Caesar Boetius van Everdingen
Young Peasant with a Lack at a Fence
Oil on canvas. 91 x 74,6 cm (oval).
Who is this young woman? What does she represent and - above all - what is she doing? After its discovery in 2002, this painting by Caesar van Everdingen remained a mystery for a long time. The woman leans against a wooden fence and bends forward, making a gesture with her hand that is difficult to interpret at first. She wears a strange hat and is wrapped in a dark cloak. As enigmatic as the iconography is, the painterly style is remarkable: due to the light, smooth flesh tones, the painting was once considered a work of French neo-classicism until Albert Blankert and Paul Huys Janssen attributed it to Caesar van Everdingen. The idea that a painting produced in 17th-century Alkmaar be attributed to late 18th-century France is testimony to Caesar van Everdingen's stylistic modernity and individuality. Moreover, the fact that the composition has puzzled for so long speaks for the inventiveness of the artist, one of the great representatives of Dutch classicism.

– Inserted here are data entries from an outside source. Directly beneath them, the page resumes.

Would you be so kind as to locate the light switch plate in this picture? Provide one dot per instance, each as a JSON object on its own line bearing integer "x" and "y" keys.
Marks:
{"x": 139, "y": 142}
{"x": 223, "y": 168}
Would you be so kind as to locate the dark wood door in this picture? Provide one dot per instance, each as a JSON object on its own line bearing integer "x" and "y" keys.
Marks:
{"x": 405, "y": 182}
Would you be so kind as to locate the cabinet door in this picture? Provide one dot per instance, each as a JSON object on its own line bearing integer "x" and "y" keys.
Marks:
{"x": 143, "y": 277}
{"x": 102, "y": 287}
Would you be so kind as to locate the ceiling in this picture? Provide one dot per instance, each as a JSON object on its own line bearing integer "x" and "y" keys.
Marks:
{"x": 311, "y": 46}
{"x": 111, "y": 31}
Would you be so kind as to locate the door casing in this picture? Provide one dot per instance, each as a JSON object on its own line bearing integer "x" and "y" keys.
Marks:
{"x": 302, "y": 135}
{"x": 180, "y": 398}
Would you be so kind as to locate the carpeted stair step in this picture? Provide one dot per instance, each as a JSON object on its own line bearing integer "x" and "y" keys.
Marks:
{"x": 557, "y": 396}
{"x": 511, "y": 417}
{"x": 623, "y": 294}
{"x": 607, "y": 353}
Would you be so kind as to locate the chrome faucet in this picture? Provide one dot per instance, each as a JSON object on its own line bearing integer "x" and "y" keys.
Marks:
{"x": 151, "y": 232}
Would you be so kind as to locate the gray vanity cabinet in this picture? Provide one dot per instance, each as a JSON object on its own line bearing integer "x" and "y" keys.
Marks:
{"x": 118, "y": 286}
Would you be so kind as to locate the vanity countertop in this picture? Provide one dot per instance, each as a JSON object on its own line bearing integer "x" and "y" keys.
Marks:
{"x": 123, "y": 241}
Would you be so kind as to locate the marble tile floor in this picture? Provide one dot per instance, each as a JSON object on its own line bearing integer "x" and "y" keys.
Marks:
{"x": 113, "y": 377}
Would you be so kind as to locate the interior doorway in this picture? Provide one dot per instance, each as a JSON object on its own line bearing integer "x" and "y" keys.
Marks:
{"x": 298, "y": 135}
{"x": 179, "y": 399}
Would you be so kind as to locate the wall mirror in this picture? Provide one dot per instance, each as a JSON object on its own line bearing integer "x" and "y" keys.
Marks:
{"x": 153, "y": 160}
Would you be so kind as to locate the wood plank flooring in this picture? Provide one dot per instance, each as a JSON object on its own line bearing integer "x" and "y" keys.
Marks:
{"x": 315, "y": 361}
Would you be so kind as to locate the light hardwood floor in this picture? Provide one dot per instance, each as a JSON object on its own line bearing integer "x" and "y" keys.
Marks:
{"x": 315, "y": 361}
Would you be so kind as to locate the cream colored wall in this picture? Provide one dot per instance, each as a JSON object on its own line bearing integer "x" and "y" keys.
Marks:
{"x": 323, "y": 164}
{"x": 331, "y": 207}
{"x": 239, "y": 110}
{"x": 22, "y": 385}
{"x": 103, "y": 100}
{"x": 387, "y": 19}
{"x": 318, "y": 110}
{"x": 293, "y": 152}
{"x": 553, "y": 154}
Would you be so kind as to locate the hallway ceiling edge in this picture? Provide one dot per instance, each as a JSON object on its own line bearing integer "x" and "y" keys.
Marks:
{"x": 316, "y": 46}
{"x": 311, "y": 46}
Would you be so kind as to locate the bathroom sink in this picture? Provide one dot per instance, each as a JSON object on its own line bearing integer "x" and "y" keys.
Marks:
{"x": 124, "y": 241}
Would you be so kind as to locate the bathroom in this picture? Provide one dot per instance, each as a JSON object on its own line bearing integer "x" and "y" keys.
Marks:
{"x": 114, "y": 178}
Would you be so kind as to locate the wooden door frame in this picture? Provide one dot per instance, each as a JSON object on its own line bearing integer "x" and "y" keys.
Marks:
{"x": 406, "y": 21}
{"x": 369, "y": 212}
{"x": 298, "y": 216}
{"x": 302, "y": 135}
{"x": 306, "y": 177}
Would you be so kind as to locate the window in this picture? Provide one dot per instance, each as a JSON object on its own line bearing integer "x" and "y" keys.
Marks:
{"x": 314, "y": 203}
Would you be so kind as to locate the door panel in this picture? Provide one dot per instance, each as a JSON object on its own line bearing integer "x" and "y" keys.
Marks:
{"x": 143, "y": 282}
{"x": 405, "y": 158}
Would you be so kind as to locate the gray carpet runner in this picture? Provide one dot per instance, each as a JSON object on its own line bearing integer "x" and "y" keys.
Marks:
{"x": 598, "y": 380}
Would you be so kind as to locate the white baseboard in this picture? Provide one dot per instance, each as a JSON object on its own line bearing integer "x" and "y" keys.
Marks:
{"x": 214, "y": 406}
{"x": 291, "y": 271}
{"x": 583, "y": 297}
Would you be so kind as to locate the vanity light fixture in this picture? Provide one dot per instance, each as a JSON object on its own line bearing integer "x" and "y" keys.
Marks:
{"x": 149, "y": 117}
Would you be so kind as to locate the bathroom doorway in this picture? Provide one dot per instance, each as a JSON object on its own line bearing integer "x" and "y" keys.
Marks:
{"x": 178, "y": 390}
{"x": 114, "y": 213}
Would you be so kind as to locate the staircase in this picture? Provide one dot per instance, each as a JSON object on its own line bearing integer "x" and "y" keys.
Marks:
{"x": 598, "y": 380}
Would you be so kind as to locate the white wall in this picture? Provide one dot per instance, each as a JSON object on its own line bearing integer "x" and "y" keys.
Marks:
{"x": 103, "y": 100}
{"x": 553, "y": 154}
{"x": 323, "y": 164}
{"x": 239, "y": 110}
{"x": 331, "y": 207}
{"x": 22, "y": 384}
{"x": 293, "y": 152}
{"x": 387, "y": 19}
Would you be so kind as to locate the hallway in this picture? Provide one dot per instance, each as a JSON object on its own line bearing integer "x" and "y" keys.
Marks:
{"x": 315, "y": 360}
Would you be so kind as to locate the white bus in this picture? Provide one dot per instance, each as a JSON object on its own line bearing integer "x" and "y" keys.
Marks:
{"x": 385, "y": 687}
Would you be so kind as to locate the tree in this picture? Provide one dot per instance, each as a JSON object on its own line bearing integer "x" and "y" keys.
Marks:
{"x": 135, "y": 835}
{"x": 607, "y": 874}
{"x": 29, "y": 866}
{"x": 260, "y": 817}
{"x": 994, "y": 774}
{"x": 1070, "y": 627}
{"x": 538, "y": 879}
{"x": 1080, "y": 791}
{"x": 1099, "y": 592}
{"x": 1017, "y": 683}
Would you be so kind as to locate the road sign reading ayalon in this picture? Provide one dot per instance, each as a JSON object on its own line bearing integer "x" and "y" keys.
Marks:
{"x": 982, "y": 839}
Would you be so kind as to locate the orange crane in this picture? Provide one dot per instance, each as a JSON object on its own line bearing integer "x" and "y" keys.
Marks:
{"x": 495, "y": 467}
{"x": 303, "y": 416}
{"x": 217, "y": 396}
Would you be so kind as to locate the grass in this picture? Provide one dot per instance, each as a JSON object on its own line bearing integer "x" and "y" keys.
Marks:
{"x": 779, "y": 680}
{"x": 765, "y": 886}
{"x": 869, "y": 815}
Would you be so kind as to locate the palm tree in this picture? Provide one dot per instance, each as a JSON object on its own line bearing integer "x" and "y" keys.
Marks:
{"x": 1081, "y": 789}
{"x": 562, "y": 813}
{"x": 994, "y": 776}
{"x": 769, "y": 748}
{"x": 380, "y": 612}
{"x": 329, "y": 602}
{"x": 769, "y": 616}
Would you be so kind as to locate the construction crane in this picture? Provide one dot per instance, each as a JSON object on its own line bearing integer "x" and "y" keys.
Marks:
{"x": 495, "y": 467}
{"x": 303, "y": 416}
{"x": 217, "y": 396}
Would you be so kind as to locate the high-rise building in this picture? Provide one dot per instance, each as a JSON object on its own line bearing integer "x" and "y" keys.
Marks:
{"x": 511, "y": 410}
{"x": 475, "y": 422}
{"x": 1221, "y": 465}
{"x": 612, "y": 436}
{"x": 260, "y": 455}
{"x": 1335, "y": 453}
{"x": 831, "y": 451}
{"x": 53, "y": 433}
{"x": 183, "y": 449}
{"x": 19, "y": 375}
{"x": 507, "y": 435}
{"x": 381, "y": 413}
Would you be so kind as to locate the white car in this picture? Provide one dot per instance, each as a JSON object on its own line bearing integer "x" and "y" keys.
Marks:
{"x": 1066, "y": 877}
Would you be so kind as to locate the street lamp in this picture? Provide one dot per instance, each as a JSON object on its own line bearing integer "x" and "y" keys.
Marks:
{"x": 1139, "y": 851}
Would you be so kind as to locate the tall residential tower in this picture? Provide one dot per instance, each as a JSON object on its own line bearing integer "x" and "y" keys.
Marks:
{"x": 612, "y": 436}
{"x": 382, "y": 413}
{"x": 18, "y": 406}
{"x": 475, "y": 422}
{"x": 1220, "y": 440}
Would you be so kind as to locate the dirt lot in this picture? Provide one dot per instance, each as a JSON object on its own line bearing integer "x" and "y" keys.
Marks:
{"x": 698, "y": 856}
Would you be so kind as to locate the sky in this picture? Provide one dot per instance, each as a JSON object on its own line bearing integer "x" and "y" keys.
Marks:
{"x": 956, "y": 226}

The headgear gives a clue to the young woman's identity. She is wearing a pointed hat as worn by Dutch peasant women depicted in contemporary images - the only difference is that she is wearing the hat the wrong way round, with the tip to the back (fig. 1; cf. Blankert, op. cit. p. 136, note 2). This produces something casual, suggestive and nonchalant in her stance. So we are dealing with the image of a young peasant and we can assume from this that she is simply leaning against the fence to feed her animals. The erotic connotation of this painting - half genre, half tronie - would not have gone unnoticed in the past, since the slightly red-cheeked young woman, by leaning forward, openly shows her décolleté and the white blouse she is wearing under her robe. Blankert assumed the painting might have been part of a ceiling decoration because of its low view-point, but this could also speak for a chimney piece. Paul Huys Janssen associated the painting with other female half-figures by Caesar van Everdingen from the years 1650 to 1655 and dated it accordingly to this period.
For a long time, the ideal of a tonal painting reigned supreme - for instance Rembrandt and his school - and shaped the ideas of 17th-century Dutch art. This led to the fact that diverging artists did not receive adequate appreciation, for example those artist that are today assigned to "Dutch Classicism". Only a series of exhibitions and publications (such as the exhibition "Dutch Classicism", Rotterdam and Frankfurt am Main 1999) have sharpened perspective on painters such as Caesar van Everdingen. This probably also explains why a masterpiece by the artist such as "A Girl with a Wide-Rimmed Hat" only entered the collection of the Rijksmuseum in 2009 (fig. 2). Caesar van Everdingen was held in high regard by his contemporaries; it was not by mere luck that he was a one of the twelve artists involved in the decoration of the Oranjezaal in Huis ten Bosch, The Hague - the most important art commission in the Netherlands in the mid-17th century (fig. 3). Caesar van Everdingen's delicate, smooth application of paint as well as his witty inventiveness, so admired by his contemporaries, are also evident in this depiction of a perky young peasant woman.
Provenance
Auction Sotheby's, London, 9.7.2002, lot 438. – Auction Sotheby's, London, 7.7.2011, lot 235. – Acquired there by the present owner.
Literature
Albert Blankert in: Christi M. Klinkert und Yvonne Bleyerveld (ed.): Painting Beauty. Caesar van Everdingen (1616/1617 - 1678). exhibition catalogue Stedelijk Museum Alkmaar, Zwolle 2016, p. 136-137, with ill.
Exhibitions
Painting Beauty, Caesar van Everdingen (1616/17 - 1678), Stedelijk Museum Alkmaar, 2016, no. 12.